How does ML Zoomcamp turn course content into practical ML engineering? In this case study, Serena Haidar walks through her final project from ML Zoomcamp: training an Xception-based image classifier on ~15,000 waste images, reaching 93.3% test accuracy, and serving predictions via a Flask API packaged in Docker.
If you’re evaluating this free course, this article shows how a graduate moves from a notebook to a small production app—what gets built, why each step matters, and how to approach the work methodically.
At DataTalks.Club, ML Zoomcamp is a free, four-month online course on core machine learning and taking models to production. To complete the course and earn a certificate, students deliver an end-to-end final project that turns course concepts into a working system.
Interview with Serena about Her Project Idea
Q: How did you select the problem for your final project?
The idea behind my project was to accurately classify waste, ensuring that different types of waste are sent to the appropriate locations.
For example, plastics, metals, and glass should go to recycling centers. When they end up in regular trash bins, they can remain for decades, contaminating soil and harming wildlife. Organic waste like food scraps, on the other hand, should be composted. If it ends up in landfills instead, it breaks down without oxygen and releases methane, a greenhouse gas many times more potent than carbon dioxide.
These two sorting mistakes can speed up environmental damage and worsen climate change.
Q: How did you technically approach it?
The initial task was to differentiate between biodegradable and non-biodegradable waste, then classify it further into 8 subcategories: e-waste, food waste, leaf waste, metal waste, paper waste, plastic bags, plastic bottles, and wood waste.
For classification into subcategories, I chose to use deep learning, specifically a Convolutional Neural Network (CNN) based on the Xception pre-trained model. To consider the project successful, the benchmarks included: an accuracy score of over 90% and a small model size suitable for lightweight deployment.
Q: Who could potentially use a similar approach to waste classification in real-life settings?
This project helps companies begin automating sustainable waste management. It’s the very first link in a chain of actions that lead to improved recycling.
Here’s how the process works:
An embedded camera (for example, an ESP32‑CAM) monitors each piece of waste as it arrives.
The device runs a simple image classification model to determine whether the item is plastic, metal, glass, organic, etc.
It sends that label to the sorting equipment downstream.

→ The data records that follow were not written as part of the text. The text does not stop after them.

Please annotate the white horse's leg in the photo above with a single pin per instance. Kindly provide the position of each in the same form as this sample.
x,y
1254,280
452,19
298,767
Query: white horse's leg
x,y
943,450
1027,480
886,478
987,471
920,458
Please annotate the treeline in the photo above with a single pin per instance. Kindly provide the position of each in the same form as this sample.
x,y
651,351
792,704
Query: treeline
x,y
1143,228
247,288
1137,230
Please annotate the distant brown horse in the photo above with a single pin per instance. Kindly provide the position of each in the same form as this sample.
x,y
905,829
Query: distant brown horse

Correct labels lead to fewer mistakes, less manual checking, and quicker routing of materials to recycling or composting.
Technical Overview
In this section, Serena will guide you through the key components of her project.
I used a public dataset from Kaggle, comprising 15,200 images, split into 3 subsets: train, test, and validation.
Each subset contains images for 8 classes:
Train: 13,999 images
Validation: 1,201 images
Test: 1,201 images
Images were resized to 150x150 initially to reduce training time and later to 299x299 for final training.
Model Selection
Instead of training a model from scratch, I used a pre-trained Keras model from the official website. After comparing models based on performance and size, I chose the Xception model. It’s a CNN architecture trained on over a million ImageNet images with 1000 output classes.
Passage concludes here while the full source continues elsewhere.